When I started JCuda, I also wanted to support pointers that point to Java arrays directly, without copying the (possibly large) chunks back and forth. Basically, this is easy, with GetPrimitiveArrayCritical, but the details (nested pointers, asynchronous operations) can cause some headaches here.

I’ll try to have a closer look at what JavaCPP actually generates for cuDNN and CUDA in general.

(BTW: Calling “all other tools horrible” is a bit harsh: Some of them have limited application cases, or entirely different approaches, and one can’t expect everyone to take The Right Approach® right from the beginning ;))

Sorry, I was just picking up on a word you used. Of course I wasn’t talking about tools in general, or with limited use cases, but tools to access native C++ functionality from Java (or any other language that is not C++, for that matter). I haven’t found anything else that is actually usable. Have you? What kind of entirely different approach? To illustrate my point, I’ve spend a few more hours to wrap up cuFFT, cuRAND, cuSOLVER, cuSPARSE, and NPP: https://github.com/bytedeco/javacpp-presets/tree/master/cuda

Do you know of anything else that can help us do something that is even remotely comparable?

It prefers direct NIO buffers, obviously, but methods that accept Java arrays also get generated, without using GetPrimitiveArrayCritical() by default, but it would be possible to make it optional when the user knows it’s alright: https://github.com/bytedeco/javacpp/issues/16

Samuel

This word referred only to the resulting code, and not to the tools. There are many tools for accessing native libraries from Java, and I have not made a profound analysis of all their features and pros and cons. Some did stand the test of time until now, even when they are not cleanly designed, and are not able to cover all the “problematic” features of C++. I don’t know any other tool that is said to cover all these features. But many of these tools are considered to be particularly powerful or easy to use (and be it only by their authors ;)).

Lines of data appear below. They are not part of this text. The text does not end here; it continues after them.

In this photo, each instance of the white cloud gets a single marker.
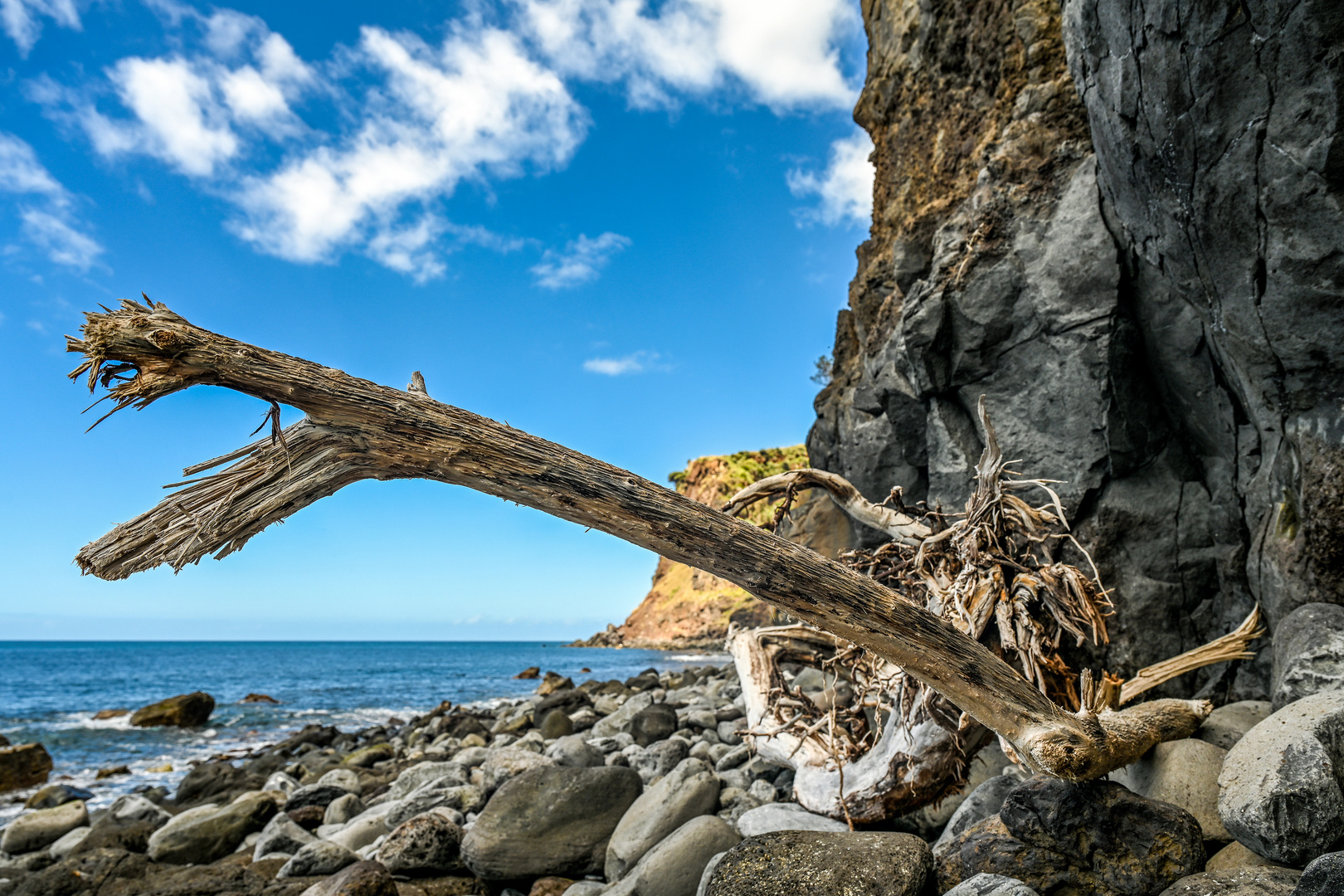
(578, 262)
(636, 363)
(782, 51)
(52, 226)
(845, 188)
(21, 19)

However, I occasionally already told people to have a look at JavaCPP, because it looks like it does not have some of the obvious weaknesses of other tools (although I have not yet used it myself). I know that my approaches (of a mix of manual coding and code generation) are certainly not the way to go in the long term, but still hope that this problem will sooner or later be tackled on a language/VM level, and not with code generators, however, that’s a different story.

Regarding the methods that accept Java arrays: That’s one of the aspects that my initial question was about. When a method expects device data, one can not pass a Java array. (No problem in general. Even in plain C you can pass in the wrong memory type. I was just wondering whether you differentiated them in any way)

Does JavaCPP also handle libraries with installable client drivers? (Like OpenCL?) BTW: The generator that is used in LWJGL ( https://github.com/LWJGL/lwjgl/tree/master/src/java/org/lwjgl/util/generator ) is not a standalone tool, but seems to have some similarities to JavaCPP from what I have seen so far (regarding the class structure and the use of annotations). But I may be wrong.

C++ is only defined (and not very well defined I might add) at the source code level, so unless people finally agree on a standard ABI and everything, it’s never going to be something that can be handled by a cross-platform VM. LLVM is great and all, but even that cannot interoperate in a satisfactory fashion with MSVC: MSVC compatibility — Clang 3.7 documentation So, hello code generators. :slight_smile: That’s the best we’ll ever get with C++ I’m afraid.

Actually, my method is pretty ad hoc too. There simply has been no work done on that in the past, which I find really strange. I had to start somewhere, to figure out what sort of works, and what sort of doesn’t. It’s been working out surprisingly well, despite the general ugliness of the parser and generator.

I’m not sure I understand how installable client drivers differ from normal libraries. In what kind of situation do you think we might get into trouble?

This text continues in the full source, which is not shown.